The options are really just alternatives and not the internet. These would include WiFi mesh networks (meshnet), phone based bulletin boards (BBS) and ham radio based BBS networks. None of these are internet per se.
/johnny
Considering I used to be an ISP from 1995 - 1998 I'm fairly qualified to answer that question.
At a high level, your ISP provides you with the necessary services to get to the Internet.
The ISP therefore provides you with your initial contact (dial-up modem, cable modem, dsl, etc..) into their Service.
The ISP provides their users with basic Domain Name Services, which translate the "www.freerepublic.com" you typed to get here to Free Republic's IP Address of 209.157.64.201.
Once the IP address is obtained, your request is sent out to the Internet via your ISP's Routers, Switches and Gateway's (all good ISP's have multiple paths to ensure a connection.) Your browsers requests to Free Republic are forwarded from your ISP to your ISP's internet POP (the first hop) which then calculates the next step in the route your browsers traffic must take to reach FR.
Each hop and subsequent hop calculates the best route to take until your web browsers requests finally reach FR, which then responds back to your browser.
In addition to basic DNS and Routing services, ISP's may provide email, email hosting, web hosting and other services.
When I started up my ISP business back in 1995, my initial investment was north of $250,000 for the "entry level" equipment I needed to provide connectivity to my customers to reach the internet. That equipment consisted of a large bank of dial-up modems, ISDN connectivity, DSL connectivity and T-1 connectivity for my corporate customers.
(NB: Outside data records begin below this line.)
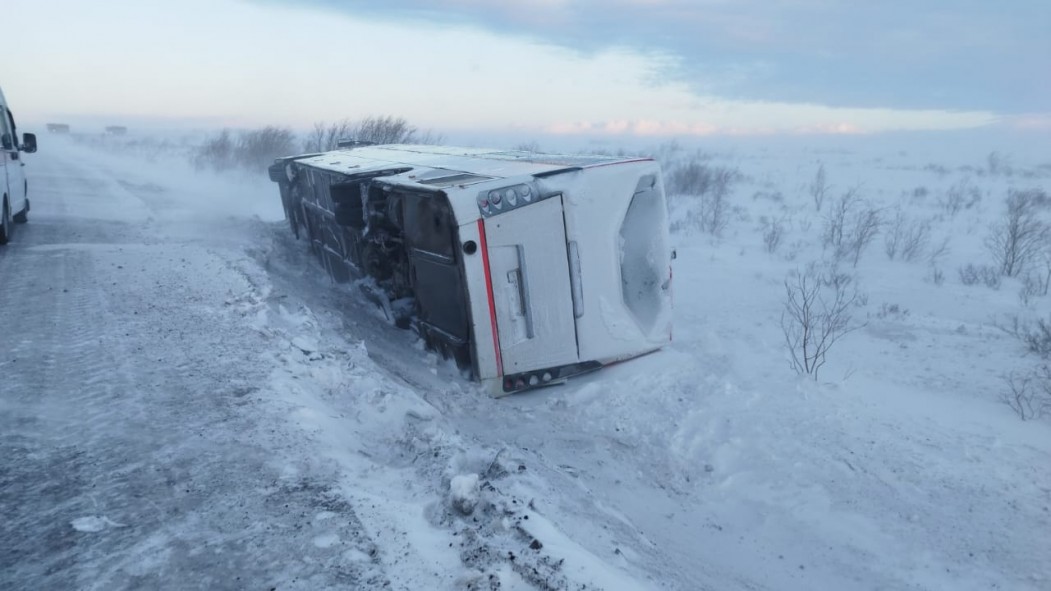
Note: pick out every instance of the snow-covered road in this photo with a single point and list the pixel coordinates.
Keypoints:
(186, 402)
(134, 451)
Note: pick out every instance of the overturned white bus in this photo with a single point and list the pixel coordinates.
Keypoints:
(526, 268)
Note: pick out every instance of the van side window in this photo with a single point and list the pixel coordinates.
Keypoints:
(14, 128)
(6, 128)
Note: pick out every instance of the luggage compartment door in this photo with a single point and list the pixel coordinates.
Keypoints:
(530, 270)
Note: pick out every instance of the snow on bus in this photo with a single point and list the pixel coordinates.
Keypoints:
(526, 268)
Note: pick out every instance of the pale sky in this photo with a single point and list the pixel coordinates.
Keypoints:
(576, 67)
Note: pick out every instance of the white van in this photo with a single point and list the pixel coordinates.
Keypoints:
(14, 187)
(526, 268)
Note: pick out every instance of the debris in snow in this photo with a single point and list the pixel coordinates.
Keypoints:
(94, 524)
(464, 493)
(304, 344)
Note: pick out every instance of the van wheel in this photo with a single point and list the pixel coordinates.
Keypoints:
(4, 222)
(23, 216)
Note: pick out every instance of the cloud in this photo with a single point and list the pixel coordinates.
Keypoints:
(900, 54)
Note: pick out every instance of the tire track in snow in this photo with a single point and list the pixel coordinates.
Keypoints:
(132, 452)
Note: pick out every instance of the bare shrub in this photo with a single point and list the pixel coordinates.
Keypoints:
(819, 187)
(711, 185)
(850, 226)
(1028, 393)
(906, 238)
(1034, 285)
(252, 149)
(1036, 337)
(378, 129)
(217, 153)
(837, 218)
(817, 314)
(935, 274)
(1022, 237)
(973, 274)
(258, 148)
(961, 196)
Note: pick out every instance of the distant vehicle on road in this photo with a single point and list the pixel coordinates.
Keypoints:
(14, 187)
(527, 268)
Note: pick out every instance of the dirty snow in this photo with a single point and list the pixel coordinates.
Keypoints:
(188, 402)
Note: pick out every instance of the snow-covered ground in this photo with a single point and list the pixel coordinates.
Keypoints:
(187, 402)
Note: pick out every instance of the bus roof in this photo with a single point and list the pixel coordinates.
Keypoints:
(449, 162)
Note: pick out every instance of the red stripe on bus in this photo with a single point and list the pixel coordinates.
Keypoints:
(492, 302)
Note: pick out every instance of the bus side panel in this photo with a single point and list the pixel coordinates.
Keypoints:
(597, 203)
I also had to acquire and implement basic routing, email/smtp services, firewall services and disk storage facilities for customers emails, web pages and other data that they preferred to store on the Internet.
By the time I left that business several years later, I had just over $2m in equipment and facilities running that business along with 22 employees, 2 data centers and office space.
It wasn't cheap.
bump
The funniest part of the episode was when an “old timer’ was explaining back in the day that he could go to Radio shack and buy a router then he started breaking down..
A simple Spark Gap Generator which is easily built can jam alot of bandwidth. Cell band jammer's aren't hard to build and implement either. If you know where to look for them, a decent one can be had for under $50 which can easily be expanded and output power boosted to increase its range.
I think I'm asking a pretty good question here, and people wiser than I are answering ... what if I was an uber wealthy guy with the determination to build my own ISP ... I wouldn't be able to network (like now) to assist in my endeavor
I'm not wealthy ... but I do ask questions.
You can always be your own.
“My Own Private ISP
Setting up your own Internet service provider can sometimes be the only way to get satisfactory Internet access options.”
http://www.datamation.com/erp/article.php/615281/My-own-private-ISP.htm
Can you use the phone without a phone company? I guess you could yell out of the window.
Dang it, wish I had thought of that before writing my "War and Peace" length reply.
Well done.
“WiFi”
Where does “WiFi” go?
It goes, at some necessary point, through either someone’s “hot spot” or a celluar phone system which in either case are entrances to an “ISP” service run by some entity, either in the first of second stage of that entrance.
If it is to someone’s “hot spot”, and that someone is not provding “WiFi” connection to a mobile phone network, but to their own wireless hub, then that hub is using an “ISP” connection to complete your connection to the Internet. If it is to mobile phone service, then the provider of that mobile phone service is either running an ISP service within their own network, and connection you to it, or they are connecting you through to an ISP service somewhere.
You may not, in some few circumstances, require an ISP directly, but if not directly then indirectly you do.
And it is unfeasible for most people, for their uses of the Internet, to do all they want to do via the Internet, with “free” “WiFi” connections. At certain times? Yes. In general? No.